Dista merogoh ponsel di saku tasnya, ia mencari kontak pak Joko. Pak Joko adalah driver Sheraton Hotel Jakarta yang memang stay di Bandara. Dista menekan tombol dial pada layar dan sambungapun terdengar. Beberapa detik kemudian sambungan terangkat.

“Iya halo,” ucap seorang pria dibalik speakernya.

“Selamat pagi pak, saya Pradista, dari Denpasar,” ucap Dista sambil mendorong trolinya.

“Pagi juga ibu Pradista. Saya sudah di pintu kedatangan bu. Ibu ada di mana?” Tanya pria itu ramah.

“Saya sudah di pintu kedatangan juga pak.”

“Saya yang pakek baju merah bu, mobilnya ada tulisan Sheraton di depan pintu kedatangan.”

Dista menatap lurus ke depan tanpa menjauhkan ponsel dari telinga, hingga ia menemukan apa yang ia cari. Dista menatap seorang pria mengenakan kemeja merah bertubuh kurus, pria itu melambaikan kearahnya. Dista melambai balik. Ia tersenyum dan melangkah mendekati pria itu.

“Pak Joko ya,” ucap Dista mendekati pria yang berdiri di depan mobil Alphard yang list di sisi mobil bertulisan Sheraton Grand Jakarta Hotel.

“Iya bu, saya pak Joko. Ibu Pradista, kan?” Ucap pak Joko. Pak Joko tadi sudah diwanti oleh pak Brian kalau pagi ini menjempu sekretaris dari Denpasar yang bernama Pradista.

“Iya pak benar, panggil saja Ibu Dista.”

“Saya Joko bu, drivernya hotel Sheraton Jakarta,” ucapnya mengulurkan tangan kepada wanita cantik itu.

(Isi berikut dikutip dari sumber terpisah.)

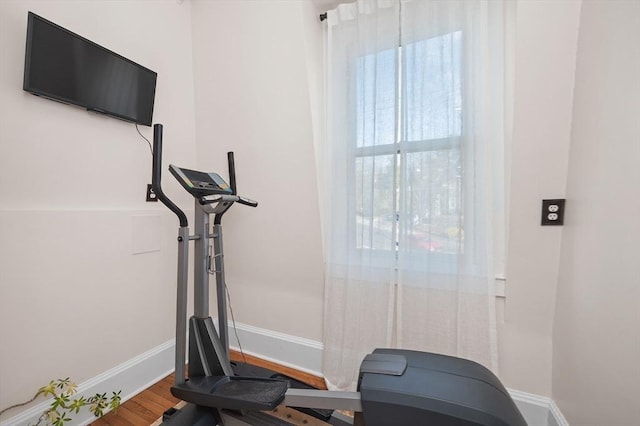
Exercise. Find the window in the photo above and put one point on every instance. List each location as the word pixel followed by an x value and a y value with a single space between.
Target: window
pixel 408 136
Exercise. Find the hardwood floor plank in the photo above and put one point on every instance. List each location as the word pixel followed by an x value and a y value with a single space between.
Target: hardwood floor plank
pixel 148 406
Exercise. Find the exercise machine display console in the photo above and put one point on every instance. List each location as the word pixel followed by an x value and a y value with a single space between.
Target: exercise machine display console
pixel 200 184
pixel 395 386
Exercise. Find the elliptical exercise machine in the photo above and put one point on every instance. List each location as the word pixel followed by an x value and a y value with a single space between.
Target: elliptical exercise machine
pixel 395 387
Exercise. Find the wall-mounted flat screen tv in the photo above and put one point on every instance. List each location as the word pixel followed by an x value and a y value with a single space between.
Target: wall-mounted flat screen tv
pixel 66 67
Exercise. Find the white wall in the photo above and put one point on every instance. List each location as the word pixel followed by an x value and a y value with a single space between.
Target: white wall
pixel 252 97
pixel 256 90
pixel 543 92
pixel 74 300
pixel 596 335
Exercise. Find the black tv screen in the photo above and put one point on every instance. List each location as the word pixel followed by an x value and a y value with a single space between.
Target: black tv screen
pixel 64 66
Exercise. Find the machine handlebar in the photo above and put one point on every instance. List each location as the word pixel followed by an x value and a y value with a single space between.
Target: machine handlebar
pixel 157 174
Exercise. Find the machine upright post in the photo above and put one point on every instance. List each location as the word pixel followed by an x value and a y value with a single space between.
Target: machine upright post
pixel 218 255
pixel 200 268
pixel 181 305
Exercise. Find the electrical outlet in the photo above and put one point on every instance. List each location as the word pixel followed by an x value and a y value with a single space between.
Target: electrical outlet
pixel 151 196
pixel 552 212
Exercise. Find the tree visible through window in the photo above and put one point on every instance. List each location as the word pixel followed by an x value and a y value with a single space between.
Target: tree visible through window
pixel 408 135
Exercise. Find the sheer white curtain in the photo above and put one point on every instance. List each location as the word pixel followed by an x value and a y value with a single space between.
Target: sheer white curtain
pixel 413 168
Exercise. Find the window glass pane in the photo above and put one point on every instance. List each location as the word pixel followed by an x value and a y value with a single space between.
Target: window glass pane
pixel 433 94
pixel 375 212
pixel 431 203
pixel 376 99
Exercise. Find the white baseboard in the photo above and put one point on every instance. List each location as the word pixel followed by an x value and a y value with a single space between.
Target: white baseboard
pixel 131 377
pixel 284 349
pixel 306 355
pixel 301 354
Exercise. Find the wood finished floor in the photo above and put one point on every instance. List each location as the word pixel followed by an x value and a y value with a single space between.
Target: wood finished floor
pixel 147 406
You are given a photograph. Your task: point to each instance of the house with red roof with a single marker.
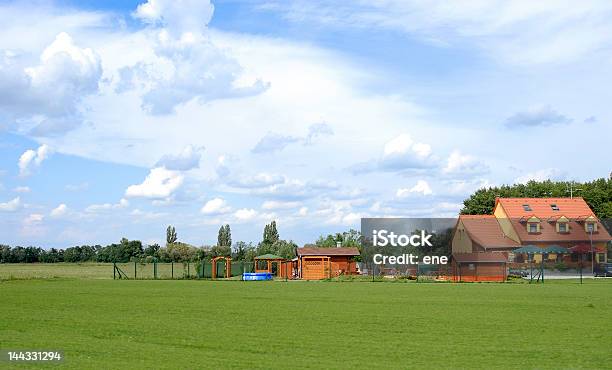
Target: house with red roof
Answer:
(542, 222)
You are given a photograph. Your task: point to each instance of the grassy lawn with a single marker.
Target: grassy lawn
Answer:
(56, 270)
(204, 324)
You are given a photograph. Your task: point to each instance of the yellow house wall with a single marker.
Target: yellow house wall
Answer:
(505, 223)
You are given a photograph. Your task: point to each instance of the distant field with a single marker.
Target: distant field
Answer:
(204, 324)
(56, 270)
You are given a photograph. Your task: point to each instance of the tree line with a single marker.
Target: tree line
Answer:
(174, 250)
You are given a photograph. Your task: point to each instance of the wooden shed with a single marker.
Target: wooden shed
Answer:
(325, 263)
(479, 266)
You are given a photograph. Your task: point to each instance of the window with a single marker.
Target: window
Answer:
(601, 257)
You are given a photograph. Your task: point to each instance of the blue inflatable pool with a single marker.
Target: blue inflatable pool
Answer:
(252, 276)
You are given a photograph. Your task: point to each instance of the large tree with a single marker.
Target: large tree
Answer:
(270, 234)
(224, 238)
(171, 235)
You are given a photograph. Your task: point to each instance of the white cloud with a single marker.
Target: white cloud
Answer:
(33, 219)
(273, 142)
(274, 205)
(159, 183)
(215, 206)
(31, 158)
(59, 211)
(459, 164)
(401, 154)
(11, 205)
(177, 16)
(537, 116)
(541, 175)
(77, 187)
(45, 97)
(245, 214)
(187, 160)
(94, 208)
(22, 189)
(259, 180)
(186, 65)
(421, 188)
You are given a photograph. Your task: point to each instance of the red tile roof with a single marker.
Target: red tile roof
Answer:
(486, 232)
(548, 232)
(541, 207)
(575, 209)
(480, 257)
(307, 251)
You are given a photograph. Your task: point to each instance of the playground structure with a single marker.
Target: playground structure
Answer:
(227, 273)
(275, 265)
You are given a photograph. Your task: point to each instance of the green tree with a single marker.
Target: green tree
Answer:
(224, 237)
(270, 234)
(171, 236)
(351, 238)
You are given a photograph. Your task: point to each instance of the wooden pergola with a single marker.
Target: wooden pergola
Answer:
(228, 266)
(269, 259)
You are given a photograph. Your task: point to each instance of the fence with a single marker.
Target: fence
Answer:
(420, 272)
(178, 270)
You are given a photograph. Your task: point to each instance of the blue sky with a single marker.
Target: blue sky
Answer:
(118, 118)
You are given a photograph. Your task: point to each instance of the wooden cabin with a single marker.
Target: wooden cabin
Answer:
(326, 263)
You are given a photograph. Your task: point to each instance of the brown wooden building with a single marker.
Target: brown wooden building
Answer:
(479, 266)
(325, 263)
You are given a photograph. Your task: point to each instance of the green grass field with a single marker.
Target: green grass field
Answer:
(204, 324)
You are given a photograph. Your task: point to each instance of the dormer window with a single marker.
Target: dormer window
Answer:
(562, 224)
(533, 224)
(591, 227)
(532, 227)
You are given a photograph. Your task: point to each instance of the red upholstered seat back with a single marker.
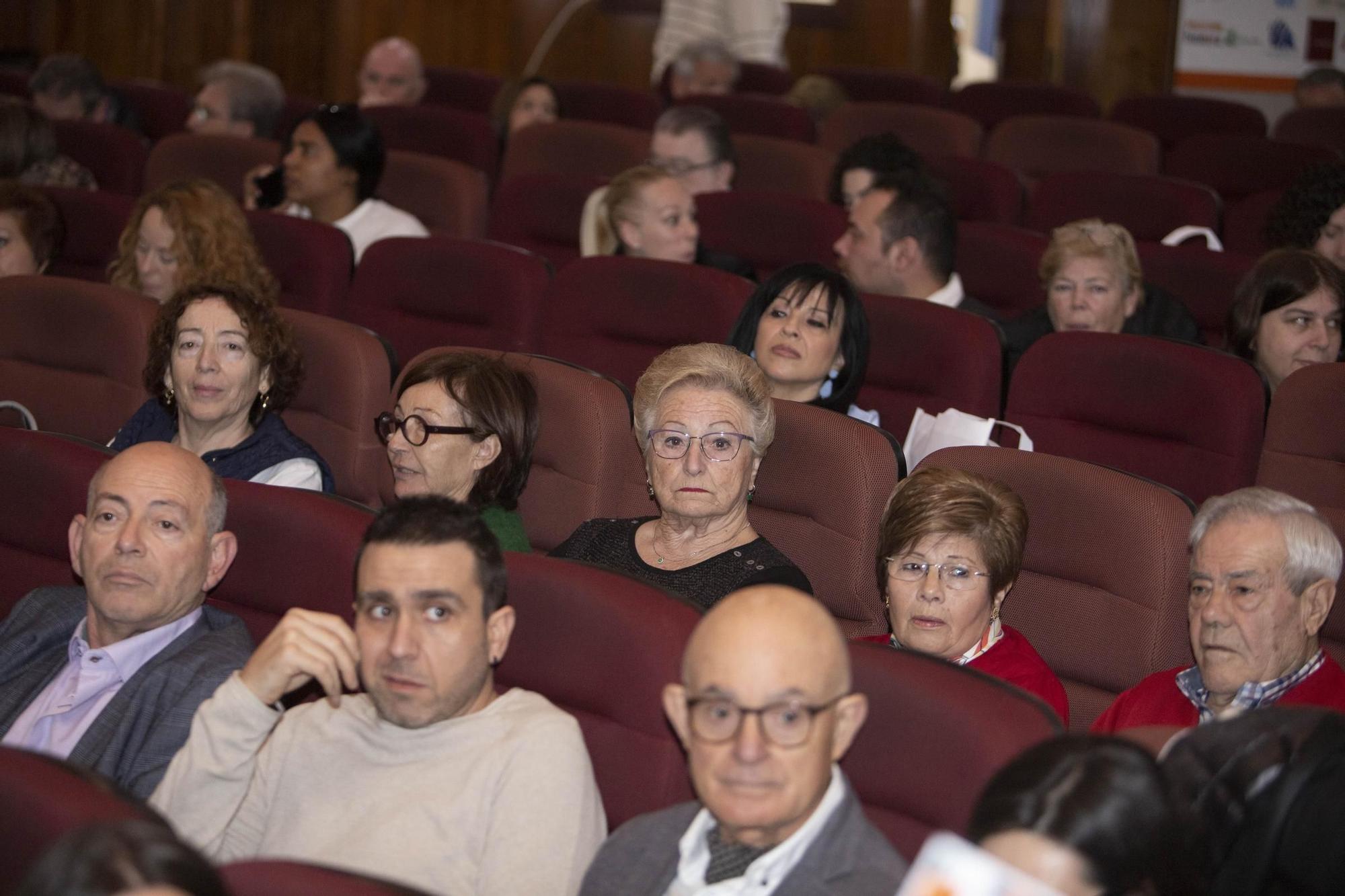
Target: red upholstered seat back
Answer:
(42, 799)
(934, 736)
(420, 294)
(1036, 146)
(1102, 595)
(346, 376)
(927, 130)
(73, 353)
(1148, 206)
(615, 314)
(93, 221)
(1305, 456)
(931, 357)
(112, 154)
(44, 483)
(1174, 119)
(770, 229)
(1186, 416)
(623, 642)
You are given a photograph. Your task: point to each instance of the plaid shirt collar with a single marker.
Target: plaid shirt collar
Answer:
(1250, 696)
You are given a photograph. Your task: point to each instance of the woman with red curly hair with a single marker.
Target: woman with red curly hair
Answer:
(223, 365)
(185, 235)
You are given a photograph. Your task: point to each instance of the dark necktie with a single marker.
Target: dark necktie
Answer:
(728, 860)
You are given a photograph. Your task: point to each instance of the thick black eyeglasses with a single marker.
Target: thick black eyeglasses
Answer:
(415, 428)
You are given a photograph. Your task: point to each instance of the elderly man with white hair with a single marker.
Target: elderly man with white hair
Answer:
(1264, 572)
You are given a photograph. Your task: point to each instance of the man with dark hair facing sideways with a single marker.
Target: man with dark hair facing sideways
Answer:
(427, 778)
(110, 674)
(903, 241)
(765, 712)
(1264, 571)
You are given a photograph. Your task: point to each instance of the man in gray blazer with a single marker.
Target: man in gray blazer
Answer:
(765, 712)
(108, 676)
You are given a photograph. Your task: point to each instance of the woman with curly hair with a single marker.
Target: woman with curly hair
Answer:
(1311, 214)
(185, 235)
(223, 365)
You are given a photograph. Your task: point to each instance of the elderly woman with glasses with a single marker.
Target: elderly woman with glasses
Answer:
(704, 420)
(1093, 280)
(463, 428)
(950, 549)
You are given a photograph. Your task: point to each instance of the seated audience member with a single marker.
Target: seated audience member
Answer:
(1324, 87)
(68, 87)
(392, 75)
(880, 157)
(333, 165)
(29, 150)
(185, 235)
(428, 778)
(646, 213)
(1288, 314)
(903, 241)
(223, 365)
(701, 545)
(1093, 280)
(750, 30)
(774, 811)
(237, 99)
(1087, 815)
(32, 231)
(950, 548)
(1264, 571)
(465, 427)
(110, 674)
(808, 330)
(130, 857)
(1311, 214)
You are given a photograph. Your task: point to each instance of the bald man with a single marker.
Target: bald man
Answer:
(392, 75)
(765, 712)
(108, 676)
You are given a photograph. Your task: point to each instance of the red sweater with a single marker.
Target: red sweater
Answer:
(1015, 661)
(1159, 701)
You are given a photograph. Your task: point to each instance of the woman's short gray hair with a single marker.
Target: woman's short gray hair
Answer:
(1315, 552)
(707, 366)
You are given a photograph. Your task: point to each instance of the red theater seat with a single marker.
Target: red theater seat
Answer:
(114, 155)
(1172, 119)
(1305, 456)
(420, 294)
(610, 624)
(927, 130)
(993, 101)
(1186, 416)
(346, 377)
(615, 314)
(93, 221)
(770, 229)
(931, 357)
(73, 352)
(1038, 146)
(953, 729)
(1102, 595)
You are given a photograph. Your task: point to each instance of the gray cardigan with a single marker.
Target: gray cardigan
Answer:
(138, 732)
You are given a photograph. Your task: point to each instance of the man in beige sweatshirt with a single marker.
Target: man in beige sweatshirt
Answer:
(427, 778)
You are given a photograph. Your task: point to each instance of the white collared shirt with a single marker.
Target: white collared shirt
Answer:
(765, 874)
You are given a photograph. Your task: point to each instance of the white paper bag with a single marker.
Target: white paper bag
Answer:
(949, 430)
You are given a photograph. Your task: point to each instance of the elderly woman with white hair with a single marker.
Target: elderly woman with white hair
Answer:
(701, 545)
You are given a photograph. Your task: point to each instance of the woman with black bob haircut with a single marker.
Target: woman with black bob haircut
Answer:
(1089, 815)
(333, 165)
(808, 331)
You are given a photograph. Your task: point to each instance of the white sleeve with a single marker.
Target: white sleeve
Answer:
(297, 473)
(215, 791)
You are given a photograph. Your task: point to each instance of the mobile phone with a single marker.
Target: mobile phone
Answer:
(272, 189)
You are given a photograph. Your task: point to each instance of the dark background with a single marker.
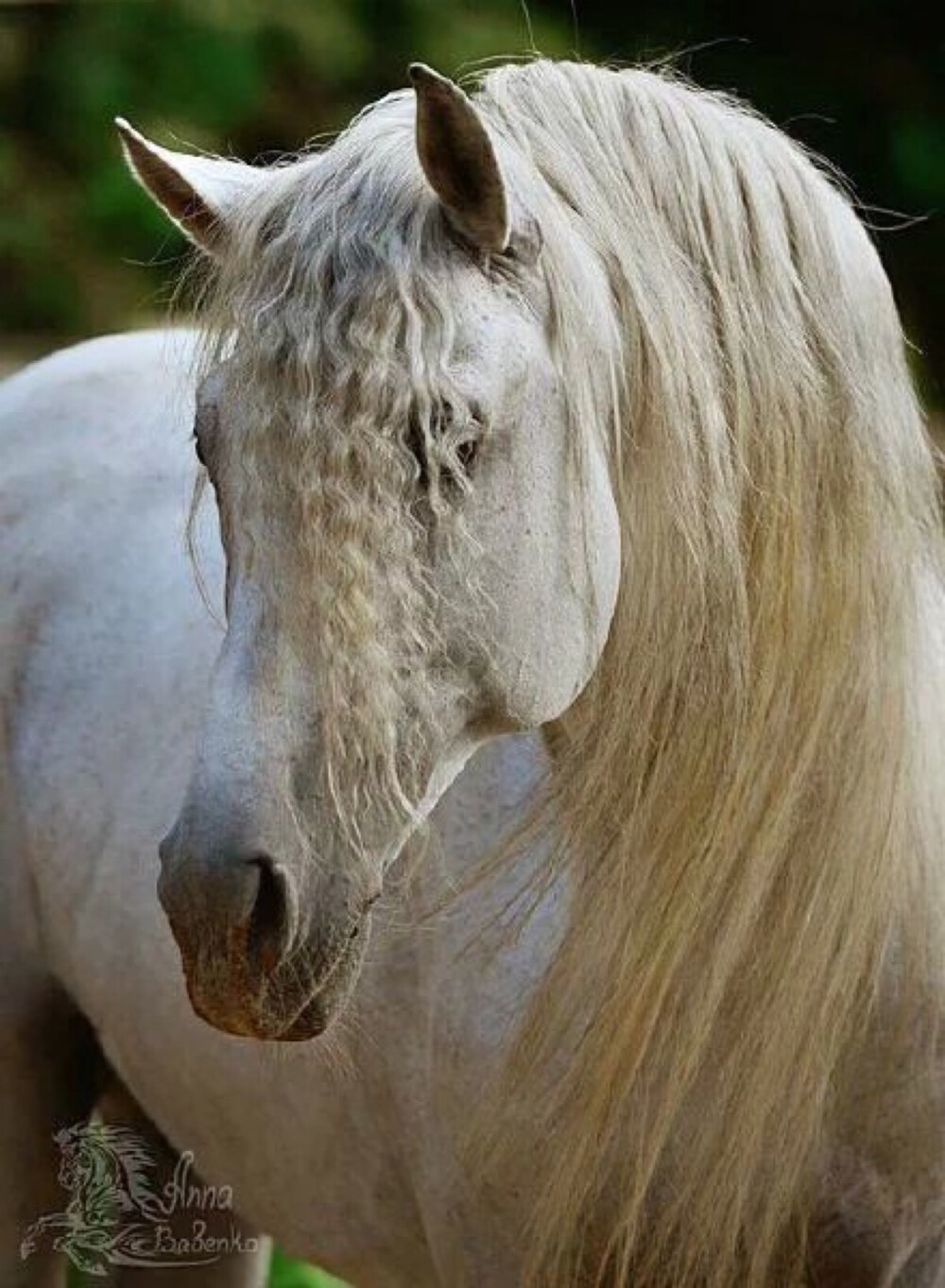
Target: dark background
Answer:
(81, 251)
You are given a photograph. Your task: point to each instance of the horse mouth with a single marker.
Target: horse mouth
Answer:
(291, 1005)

Dista membalas uluran tangan pak Joko. Sedetik kemudian jabatan tangan itu ia lepas. Pak Joko memperhatikan wanita yang akan menjadi sekretaris pak Brian. Wanita itu sangat cantik, memiliki tubuh ideal. Rambutnya berwarna coklat keemasan, kulitnya putih bersih, hidungnya mancung dan bibirnya sedikit tebal, seperti wanita modern pada umumnya. Pakaiannya cukup sopan, dia mengenakan kemeja berwarna putih dan celana jins.

“Mari bu masuk.”

“Baik pak.”

Pak Joko membuka pintu mobil untuk Dista dan pak Joko juga mengambil alih koper berwarna kuning itu lalu ia taruh di begasi. Semenit kemudian Pak Joko lalu meninggalkan area bandara. Mobil melaju cepat dengan kecepatan angin lalu membelah jalan.

Dista menatap ke arah jendela, ia memandang gedung-gedung pencakar langit kota Jakarta. Ia tidak menyangka bahwa ia bisa ke Jakarta. Dista tahu bahwa kota di Indonesia yang paling banyak gedung pencakar langit adalah Jakarta. Inilah kota metropolitannya Indonesia pusat bisnis dan pusat ekonomi. Jujur ia merasa takjub melihat kota ini, ia yakin betapa cantiknya ini pada malam hari.

Ini merupakan pengalaman pertamanya ke kota besar seperti Jakarta. Semoga saja ia bisa menjalani harinya penuh suka cita di sini.